= Tommy Valando =

Thomas F. "Tommy" Valando (March 1, 1916 - February 14, 1995) was a Broadway producer and owner of a New York City music publishing company, Tommy Valando Publishing Group, Inc.

Valando played a role in the emergence of BMI songwriters on the Broadway scene. In the early 1950s, he was responsible for composer Jerry Bock getting onto Broadway with the score for Catch a Star.
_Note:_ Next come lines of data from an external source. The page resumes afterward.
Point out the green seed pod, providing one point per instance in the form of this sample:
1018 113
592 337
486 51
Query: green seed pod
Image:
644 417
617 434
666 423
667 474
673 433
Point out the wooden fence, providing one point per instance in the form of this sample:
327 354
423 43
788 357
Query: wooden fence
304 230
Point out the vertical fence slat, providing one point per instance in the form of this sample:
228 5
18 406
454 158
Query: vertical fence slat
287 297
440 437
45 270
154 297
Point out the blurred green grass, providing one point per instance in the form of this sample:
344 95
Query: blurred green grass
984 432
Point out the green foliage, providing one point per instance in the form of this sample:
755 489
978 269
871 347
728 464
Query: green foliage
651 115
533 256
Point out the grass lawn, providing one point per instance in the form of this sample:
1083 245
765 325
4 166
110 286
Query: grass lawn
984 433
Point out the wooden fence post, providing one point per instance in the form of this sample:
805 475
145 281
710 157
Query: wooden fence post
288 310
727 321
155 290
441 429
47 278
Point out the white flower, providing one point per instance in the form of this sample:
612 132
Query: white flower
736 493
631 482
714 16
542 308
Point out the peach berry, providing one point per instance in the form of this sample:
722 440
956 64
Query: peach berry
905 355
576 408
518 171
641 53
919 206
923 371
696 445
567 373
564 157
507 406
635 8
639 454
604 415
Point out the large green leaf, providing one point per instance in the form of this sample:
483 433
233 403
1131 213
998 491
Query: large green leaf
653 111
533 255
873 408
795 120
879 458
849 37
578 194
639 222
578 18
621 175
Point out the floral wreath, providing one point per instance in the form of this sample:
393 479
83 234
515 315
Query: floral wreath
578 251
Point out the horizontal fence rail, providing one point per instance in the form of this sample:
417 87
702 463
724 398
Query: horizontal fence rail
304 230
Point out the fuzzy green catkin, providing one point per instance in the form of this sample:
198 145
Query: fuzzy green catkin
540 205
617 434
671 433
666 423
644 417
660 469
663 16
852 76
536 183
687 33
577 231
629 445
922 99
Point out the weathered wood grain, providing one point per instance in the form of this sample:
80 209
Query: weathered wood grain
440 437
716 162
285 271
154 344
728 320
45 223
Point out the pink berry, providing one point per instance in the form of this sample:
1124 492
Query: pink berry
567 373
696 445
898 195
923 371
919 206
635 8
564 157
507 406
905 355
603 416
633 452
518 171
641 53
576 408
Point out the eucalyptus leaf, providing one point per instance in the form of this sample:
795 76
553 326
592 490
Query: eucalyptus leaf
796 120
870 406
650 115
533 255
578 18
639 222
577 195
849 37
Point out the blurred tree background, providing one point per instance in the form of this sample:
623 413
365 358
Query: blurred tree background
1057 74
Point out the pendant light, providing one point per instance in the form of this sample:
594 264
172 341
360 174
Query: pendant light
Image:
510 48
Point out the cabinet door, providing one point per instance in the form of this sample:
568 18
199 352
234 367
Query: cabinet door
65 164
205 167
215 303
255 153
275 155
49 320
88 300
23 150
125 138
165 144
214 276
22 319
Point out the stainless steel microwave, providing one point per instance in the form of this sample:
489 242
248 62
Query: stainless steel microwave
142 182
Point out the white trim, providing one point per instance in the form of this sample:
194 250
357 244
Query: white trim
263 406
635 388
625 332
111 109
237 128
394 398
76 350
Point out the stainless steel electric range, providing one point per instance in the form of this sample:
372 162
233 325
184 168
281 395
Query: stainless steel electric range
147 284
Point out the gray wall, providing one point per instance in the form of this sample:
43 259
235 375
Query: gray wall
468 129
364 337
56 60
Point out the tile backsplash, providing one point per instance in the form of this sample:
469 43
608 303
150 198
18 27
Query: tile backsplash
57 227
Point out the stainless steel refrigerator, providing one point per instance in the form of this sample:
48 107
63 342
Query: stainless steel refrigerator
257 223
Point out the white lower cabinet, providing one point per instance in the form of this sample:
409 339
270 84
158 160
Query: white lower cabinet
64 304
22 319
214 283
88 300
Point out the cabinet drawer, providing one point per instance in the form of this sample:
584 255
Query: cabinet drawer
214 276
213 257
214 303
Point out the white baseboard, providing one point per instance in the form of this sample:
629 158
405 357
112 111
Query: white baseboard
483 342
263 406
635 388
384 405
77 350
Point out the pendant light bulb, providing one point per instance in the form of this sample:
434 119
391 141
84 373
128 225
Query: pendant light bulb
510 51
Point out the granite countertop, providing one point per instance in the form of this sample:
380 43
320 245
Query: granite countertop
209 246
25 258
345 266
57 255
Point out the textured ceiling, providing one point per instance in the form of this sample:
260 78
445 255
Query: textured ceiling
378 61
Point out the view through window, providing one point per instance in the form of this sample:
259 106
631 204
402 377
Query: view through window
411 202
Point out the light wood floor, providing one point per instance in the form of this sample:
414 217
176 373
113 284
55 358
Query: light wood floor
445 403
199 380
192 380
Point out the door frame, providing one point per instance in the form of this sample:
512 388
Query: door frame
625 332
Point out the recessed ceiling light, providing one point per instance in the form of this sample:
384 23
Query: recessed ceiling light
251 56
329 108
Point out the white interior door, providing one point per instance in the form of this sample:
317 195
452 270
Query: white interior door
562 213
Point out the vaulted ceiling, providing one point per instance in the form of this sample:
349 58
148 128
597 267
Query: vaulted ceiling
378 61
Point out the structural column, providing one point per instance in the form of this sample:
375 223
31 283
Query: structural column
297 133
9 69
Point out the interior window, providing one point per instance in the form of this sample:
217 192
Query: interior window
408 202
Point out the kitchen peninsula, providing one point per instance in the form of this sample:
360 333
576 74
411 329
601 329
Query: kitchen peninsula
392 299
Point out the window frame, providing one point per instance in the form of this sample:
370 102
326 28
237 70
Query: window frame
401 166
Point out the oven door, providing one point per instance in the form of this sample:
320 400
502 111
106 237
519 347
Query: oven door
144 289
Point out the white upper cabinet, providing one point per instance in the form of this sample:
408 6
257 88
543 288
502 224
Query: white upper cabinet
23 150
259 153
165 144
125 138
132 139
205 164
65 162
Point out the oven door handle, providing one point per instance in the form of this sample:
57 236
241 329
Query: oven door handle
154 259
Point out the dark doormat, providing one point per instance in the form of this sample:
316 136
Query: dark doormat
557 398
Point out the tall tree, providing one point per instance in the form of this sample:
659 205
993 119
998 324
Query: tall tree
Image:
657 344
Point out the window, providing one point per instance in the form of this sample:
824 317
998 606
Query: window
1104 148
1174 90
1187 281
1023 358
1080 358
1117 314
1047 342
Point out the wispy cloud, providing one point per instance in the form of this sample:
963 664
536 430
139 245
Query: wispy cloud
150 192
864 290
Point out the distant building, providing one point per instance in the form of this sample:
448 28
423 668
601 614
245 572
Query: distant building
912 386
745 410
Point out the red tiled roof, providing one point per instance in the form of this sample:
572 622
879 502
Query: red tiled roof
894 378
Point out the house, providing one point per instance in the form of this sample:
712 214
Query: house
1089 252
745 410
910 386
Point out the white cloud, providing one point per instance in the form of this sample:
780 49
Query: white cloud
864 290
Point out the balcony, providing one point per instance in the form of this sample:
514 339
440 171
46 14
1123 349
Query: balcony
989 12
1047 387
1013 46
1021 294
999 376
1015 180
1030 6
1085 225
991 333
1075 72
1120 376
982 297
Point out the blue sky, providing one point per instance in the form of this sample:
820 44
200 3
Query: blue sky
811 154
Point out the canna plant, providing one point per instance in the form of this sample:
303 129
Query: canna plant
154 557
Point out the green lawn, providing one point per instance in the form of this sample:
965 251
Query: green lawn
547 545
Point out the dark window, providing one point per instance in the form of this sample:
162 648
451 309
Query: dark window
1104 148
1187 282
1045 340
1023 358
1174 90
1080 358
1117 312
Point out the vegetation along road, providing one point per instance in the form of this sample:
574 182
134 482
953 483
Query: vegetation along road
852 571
In 1964, he introduced John Kander and Fred Ebb who became a prominent songwriting team.

Valando's company published the scores to such Broadway shows as:

- Fiorello! (1959)
- She Loves Me (1963)
- Fiddler on the Roof (1964)
- Cabaret (1966)
- Zorba (1968)
- Company (1970)

- Follies (1972)
- A Little Night Music (1973)
- Sweeney Todd (1979)
- Woman of the Year (1981)
- Sunday in the Park with George (1984)

==Thoroughbred horse racing==
Valando and his wife Elizabeth Jones Valando owned several racehorses, including the 1990 U.S. Champion Two-Year-Old colt Fly So Free who won the Breeders' Cup Juvenile.

The Valandos were living in Greenwich, Connecticut at the time of his death in 1995. Elizabeth continued their involvement in thoroughbred racing and was the owner of Nobiz Like Shobiz, who was rated as a top contender for the 2007 U.S. Triple Crown series of races.